In the latest 11th-hour bid to keep Terri Schiavo alive, House and Senate leaders in Washington began issuing congressional subpoenas to stop doctors from disconnecting her feeding tube hours before the scheduled removal, Friday.

In a two-pronged approach, both chambers of Congress began issuing congressional subpoenas while an attorney for Terri’s parents said he would ask a federal judge in Tampa to block the tube’s removal and review the action of the courts.

Such habeas corpus appeals, which seek to require the government to justify its actions, are usually used in death penalty cases.

"We are going to ask him to issue a stay because in this case, state action would be used to end the life of an innocent, disabled woman," said David Gibbs, attorney for Bob and Mary Schindler.

The last-ditch effort came after lawmakers in both Washington and Tallahassee failed attempts to pass legislation to keep Terri alive.

The Florida House on Thursday passed a bill that would block the withholding of Terri’s food and water, but the Senate failed to pass the measure.

The U.S. House also passed a measure that would give Schiavo, and others in her situation, the right to a federal hearing. However, the Senate failed to pass the measure, and instead passed a similar bill one that was more narrowly focused and would apply to Terri’s case only.

By the time the Senate passed the separate measure, many of the House representatives were already home for the Easter break, leaving the bills incomplete.

In an apparent effort to buy more time until the House and Senate could decide on a compromised measure, a House committee in Capitol Hill decided early Friday morning to start an investigation into Schiavo’s case and issued subpoenas ordering doctors and hospice administrators not to remove the feeding tubes at 1 p.m. (EST) as scheduled.

In a joint statement issued Friday, House Speaker Dennis Hastert, Majoirty Leader Tom DeLay and Government Reform chairman Tom Davis explained that the fight for Terri’s life is “not over.
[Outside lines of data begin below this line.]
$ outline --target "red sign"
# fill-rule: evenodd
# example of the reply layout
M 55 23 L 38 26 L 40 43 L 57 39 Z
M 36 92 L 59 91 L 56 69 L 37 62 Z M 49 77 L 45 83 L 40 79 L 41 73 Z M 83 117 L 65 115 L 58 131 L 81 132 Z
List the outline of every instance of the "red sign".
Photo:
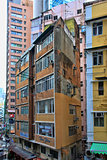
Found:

"This inquiry should give hope to Terri, her parents and friends and the millions of people throughout the world who are praying for her safety," the three lawmakers said. "This fight is not over."

According to AP, it was not immediately known when the subpoenas would be delivered to Schiavo’s hospice and doctors, or whether the Florida health care providers would even recognize them.
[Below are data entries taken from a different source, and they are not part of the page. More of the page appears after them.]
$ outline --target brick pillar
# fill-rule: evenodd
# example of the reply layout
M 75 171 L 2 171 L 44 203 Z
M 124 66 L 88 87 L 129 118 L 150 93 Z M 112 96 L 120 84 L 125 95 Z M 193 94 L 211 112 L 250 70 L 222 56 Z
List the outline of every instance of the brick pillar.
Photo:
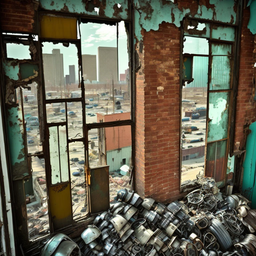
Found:
M 236 107 L 235 153 L 245 149 L 247 130 L 250 124 L 255 121 L 256 117 L 256 103 L 253 98 L 255 93 L 253 77 L 256 71 L 256 68 L 254 68 L 256 54 L 253 53 L 255 35 L 247 27 L 249 18 L 250 10 L 247 7 L 244 9 L 241 36 L 239 81 Z
M 136 81 L 136 189 L 164 202 L 180 194 L 180 32 L 163 22 L 157 31 L 142 33 Z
A possible penalty for not recognizing the subpoena is to be held in contempt of Congress, a GOP leadership aide said.

Meanwhile, as Senate Committee issued a subpoena for Schiavo herself to appear in Washington. The subpoena, issued by Republican Sen. Mike Enzi of Wyoming, called Terri and her husband Michael to appear March 28 before the Committee on Health, Education, Labor and Pensions.

A statement from Senate Majoirty Leader Bill Frist said the hearing would “review health care policies and practices relevant to the care of non-ambulatory persons such as Mrs. Schiavo."
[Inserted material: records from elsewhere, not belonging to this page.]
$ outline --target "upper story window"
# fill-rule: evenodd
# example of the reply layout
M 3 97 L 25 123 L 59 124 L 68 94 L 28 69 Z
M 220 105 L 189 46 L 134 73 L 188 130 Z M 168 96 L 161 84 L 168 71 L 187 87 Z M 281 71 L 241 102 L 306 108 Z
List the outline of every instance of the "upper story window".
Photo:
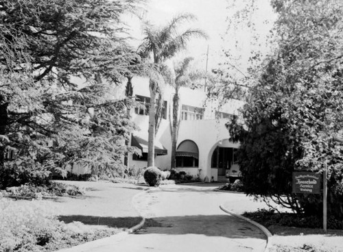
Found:
M 136 100 L 141 103 L 141 105 L 134 108 L 134 112 L 137 114 L 147 116 L 150 106 L 150 97 L 136 95 Z M 163 119 L 167 118 L 167 101 L 163 101 L 161 114 Z
M 228 113 L 225 113 L 225 112 L 221 112 L 217 111 L 215 112 L 215 118 L 227 118 L 227 119 L 232 119 L 233 116 L 233 114 L 228 114 Z
M 202 108 L 182 105 L 181 111 L 182 120 L 202 120 L 203 117 L 204 109 Z
M 147 116 L 149 114 L 149 107 L 150 104 L 150 97 L 136 95 L 136 101 L 139 101 L 140 105 L 134 108 L 134 112 L 137 114 Z

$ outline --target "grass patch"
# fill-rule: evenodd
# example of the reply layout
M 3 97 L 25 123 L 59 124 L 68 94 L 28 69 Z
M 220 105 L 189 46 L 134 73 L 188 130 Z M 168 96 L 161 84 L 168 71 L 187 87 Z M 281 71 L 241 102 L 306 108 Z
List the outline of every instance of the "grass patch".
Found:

"The Senate and the House remain dedicated to saving Terri Schiavo’s life," he wrote in his statement. "While discussions over possible legislative remedies continue, the Senate and the House are taking action to keep her alive in the interim.

"Federal criminal law protects witnesses called before official Congressional committee proceedings from anyone who may obstruct or impede a witness’ attendance or testimony," Senator Frist said in the statement. "More specifically, the law protects a witness from anyone who -- by threats, force, or by any threatening letter or communication --influences, obstructs, or impedes an inquiry or investigation by Congress. Anyone who violates this law is subject to criminal fines and imprisonment."

Both the House and Senate are scheduled to meet again Monday, and congressional leaders hope the subpoenas can keep Terri alive until they can reach an agreement on a bill.